Jazz en su línea experimental y fusión fue lo escuchado en la segunda jornada y recta final del X Festival Internacional de Jazz...
Jazz en su línea experimental y fusión fue lo escuchado en la segunda jornada y recta final del X Festival Internacional de Jazz, que se realizó en el IGA, y que concluyó anoche.
Un concierto que ameritó ojo fue el del miércoles 10, a cargo del pianista Bojan Z, y el saxofonista de largas jornadas, Julien Lourau. Son cómplices musicales desde hace 21 años. Ambos se guardan mucho respeto. En su concierto, de alto registro, dio la impresión de estar frente a un diálogo inteligente de piano y saxofón. Un piano, que marcha veloz, elegante e intenso por los caminos del jazz más conspicuo de su historia hasta la de algunos jeques de la música clásica, Debussy o Stravinski. Ambos son maduros en ese contexto y reflejan siempre esa diversidad de influencias, incluso las latinas. Hubo partes melódicas muy líricas como también explosiones a la manera de free jazz. Es lo que hoy da en llamarse modern creative, donde los músicos incorporan el free pero dentro de una forma estructurada.
Al día siguiente, jueves 11, le tocó el turno al trío Ric Fierabracci al bajo, Fernando Martín a la batería y Donald López en los teclados. Fue una noche que dejó exhausto al público de fusión, con acercamiento al rock y a lo latino. Hubo temas que el dueto ha tocado desde hace años como Got A Match, Nothing Personal, como también nuevas: el Tema de Mario Bros. y Frevo, aunque con una lectura superficial. Fierabracci es un bajista flexible y con frases complejas, que acierta en el contraste de tiempos y que no aceptó menos de su compañero en la batería. En cuanto a López, posee una velocidad inusitada en los dedos, pero ese chorro de notas no encuentran sustento.
Sobre el trío italiano del pianista Roberto Negro que subió al escenario el martes 16, fue en verdad una sorpresa.
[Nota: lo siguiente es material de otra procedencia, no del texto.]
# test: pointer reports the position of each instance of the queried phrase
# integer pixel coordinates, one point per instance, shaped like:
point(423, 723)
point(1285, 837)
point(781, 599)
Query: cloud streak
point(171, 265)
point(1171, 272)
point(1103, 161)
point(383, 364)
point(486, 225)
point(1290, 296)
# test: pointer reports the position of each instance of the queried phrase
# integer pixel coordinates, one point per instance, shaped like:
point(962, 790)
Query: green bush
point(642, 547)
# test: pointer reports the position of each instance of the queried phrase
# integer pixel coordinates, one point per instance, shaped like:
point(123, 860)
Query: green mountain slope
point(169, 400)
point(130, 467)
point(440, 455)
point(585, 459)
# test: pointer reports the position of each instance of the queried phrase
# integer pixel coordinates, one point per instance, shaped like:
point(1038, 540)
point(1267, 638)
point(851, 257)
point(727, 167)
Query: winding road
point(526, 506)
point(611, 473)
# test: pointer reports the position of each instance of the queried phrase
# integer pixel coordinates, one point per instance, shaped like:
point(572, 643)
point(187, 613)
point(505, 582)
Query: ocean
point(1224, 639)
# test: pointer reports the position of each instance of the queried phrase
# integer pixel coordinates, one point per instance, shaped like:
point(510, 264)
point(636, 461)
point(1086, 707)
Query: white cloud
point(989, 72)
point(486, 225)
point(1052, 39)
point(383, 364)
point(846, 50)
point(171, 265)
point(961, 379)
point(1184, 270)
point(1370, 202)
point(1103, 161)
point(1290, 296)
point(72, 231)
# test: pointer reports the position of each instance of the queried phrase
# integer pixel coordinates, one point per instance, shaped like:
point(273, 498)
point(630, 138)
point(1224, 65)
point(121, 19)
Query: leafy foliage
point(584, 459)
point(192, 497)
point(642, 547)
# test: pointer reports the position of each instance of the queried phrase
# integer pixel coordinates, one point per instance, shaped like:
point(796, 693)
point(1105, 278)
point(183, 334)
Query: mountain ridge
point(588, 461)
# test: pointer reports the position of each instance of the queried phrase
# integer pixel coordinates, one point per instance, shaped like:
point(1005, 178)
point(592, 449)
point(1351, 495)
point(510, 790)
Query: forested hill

Lo suyo tiene que ver también con el modern creative, y explora por diferentes coloraciones rítmicas e influencias, incluyendo la música clásica y el rock. Estos jovencitos portan un sonido fresco, con una dinámica bastante atípica y efectiva. Hay que subrayar la labor de Negro y del batería Adrien Chennebault, que puede enfatizar, abrigar o colorear las piezas de forma insospechada e inesperada. Sin duda, estos estilos resultan duros para aquel que se aproxima por primera vez a un concierto de jazz, pero también es cierto que muestra un panorama poco conocido en conciertos y en radio.